Atasi trader gas, UU migas sebaiknya direvisi



JAKARTA. Undang-undang Nomor 22 tahun 2001 tentang minyak dan gas diminta untuk segera direvisi. Pasalnya, UU ini di salah gunakan oleh para trader gas untuk tumbuh dan berkembang.

Hal itu diungkapkan oleh praktisi migas Erie Soedarmo. Menurutnya dalam UU 22/2001 ini mengenal yang namanya trader sebagai salah satu bagian dari rantai bisnis migas. Adanya trader ini juga dipertegas dengan adannya PP No 36/2004 dan Peraturan Menteri ESDM 19/2009 yang mengakomodasi trader tanpa fasilitas untuk bermain di sektor hilir gas. “Padahal dalam pasar terbuka tidak boleh ada yang memiliki fasilitas dengan cara difasilitasi. Sebenarnya open access bisa berjalan di negara yang telah memiliki infrastruktur gas cukup matang. Sehingga para trader tersebut bisa hidup dikarenakan open access tersebut sudah muncul sendiri,” katanya.

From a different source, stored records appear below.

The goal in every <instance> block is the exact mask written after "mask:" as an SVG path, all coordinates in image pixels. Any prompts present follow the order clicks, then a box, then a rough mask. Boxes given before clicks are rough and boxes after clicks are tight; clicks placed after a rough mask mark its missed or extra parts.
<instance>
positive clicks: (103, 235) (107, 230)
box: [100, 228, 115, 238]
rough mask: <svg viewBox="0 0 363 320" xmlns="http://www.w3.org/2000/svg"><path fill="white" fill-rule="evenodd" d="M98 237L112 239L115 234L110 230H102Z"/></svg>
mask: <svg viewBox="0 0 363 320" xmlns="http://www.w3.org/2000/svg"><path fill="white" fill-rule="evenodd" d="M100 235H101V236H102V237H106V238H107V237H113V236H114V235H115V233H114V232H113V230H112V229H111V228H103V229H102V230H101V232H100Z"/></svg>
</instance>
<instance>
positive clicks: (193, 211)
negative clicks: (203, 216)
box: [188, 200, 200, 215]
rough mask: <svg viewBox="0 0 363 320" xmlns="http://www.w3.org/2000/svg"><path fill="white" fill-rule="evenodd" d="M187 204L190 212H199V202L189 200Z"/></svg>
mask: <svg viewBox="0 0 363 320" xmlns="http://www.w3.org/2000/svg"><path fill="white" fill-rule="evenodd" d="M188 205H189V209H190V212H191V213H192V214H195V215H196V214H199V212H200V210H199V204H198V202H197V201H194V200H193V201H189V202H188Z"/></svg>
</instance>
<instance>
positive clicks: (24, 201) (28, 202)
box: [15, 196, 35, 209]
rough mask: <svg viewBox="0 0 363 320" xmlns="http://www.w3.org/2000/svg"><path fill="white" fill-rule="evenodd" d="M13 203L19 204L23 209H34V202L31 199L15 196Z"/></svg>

Menurut Erie jika para trader tersebut memiliki fasilitas dengan cara di fasilitasi dengan menekan perusahaan lain, ini namanya tidak benar. “Dan ini kesalahan yang fatal. Oleh sebab itu UU 22 tahun 2001 tersebut harus segera direvisi,” terang Erie. Membentuk BUMN khusus


Untuk mengatasi masalah open access yang menjadi pemicu pertikaian antara PT Pertamina dan PT Perusahaan Gas Negara Tbk (PGN) menurut Eri sebaiknya dibentuk BUMN khusus yang fokus.  Dimana BUMN ini khusus membangun infrastruktur gas. Baik itu pipa transmisi, distribusi, FSRU, terminal LNG dan semua yang terkait dengan fasilitas gas yang dibutuhkan. Salah satu negara yang telah menerapkan adanya BUMN khusus ini adalah Singapura. Dikarenakan adanya keterbatasan lahan, membuat pembangunan infrastruktur gas di Singapura benar-benar dikuasai oleh negara dengan mendirikan Energy Market Authority Singapore. Lembaga ini mengatur semua trading dan pembangunan infrastruktur gas di Singapura. Lembaga ini yang juga kemudian menunjuk Singapore Power sebagai pelaksana tugasnya. Mereka melakukan open access karena semua risikonya diambil oleh pemerintah. Jika pemerintah ingin memaksakan open access diberlakukan di pipa PGN, tentu saja akan terjadi pro-kontra. Sebab saat ini PGN menjalankan dua fungsi. Pertama mereka sebagai investor yang membangun jaringan pipa, di sisi yang lain dia jualan gas.

Semua beban investasinya dibebankan kepada harga jual gasnya. “Jika mereka di unbundling, sekarang bagaimana PGN bisa mengembalikan biaya investasi yang telah dikeluarkan selama ini,” tanya Erie. Nantinya BUMN ini sangat independen dan tidak boleh ada interest apa pun. BUMN ini juga harus langsung di bawah Kementerian BUMN. Tujuannya agar BUMN khusus ini bisa menjalankan sebagian fungsi pemerintah yaitu mengembangkan infrastruktur gas.

Mereka cuma memikirkan membangun infrastruktur gas. Bahkan mengembangkan infrastruktur gas yang mungkin saat ini belum dinilai menguntungkan.  Dikarenakan sifatnya yang independen, BUMN ini nantinya bisa mendapatkan fasilitas pendanaan baik itu dari pemerintah, swasta, dana hibah, bantuan luar negeri, pinjaman dari pihak swasta maupun asing. Pinjaman tersebut nantinya akan dibayarkan oleh BUMN khusus dari pengelolaan gas yang didapatkan. Erie berharap dengan adanya BUMN khusus yang membangun infrastruktur gas ini bisa membuat perseteruan antara Pertamina dan PGN kembali mereda.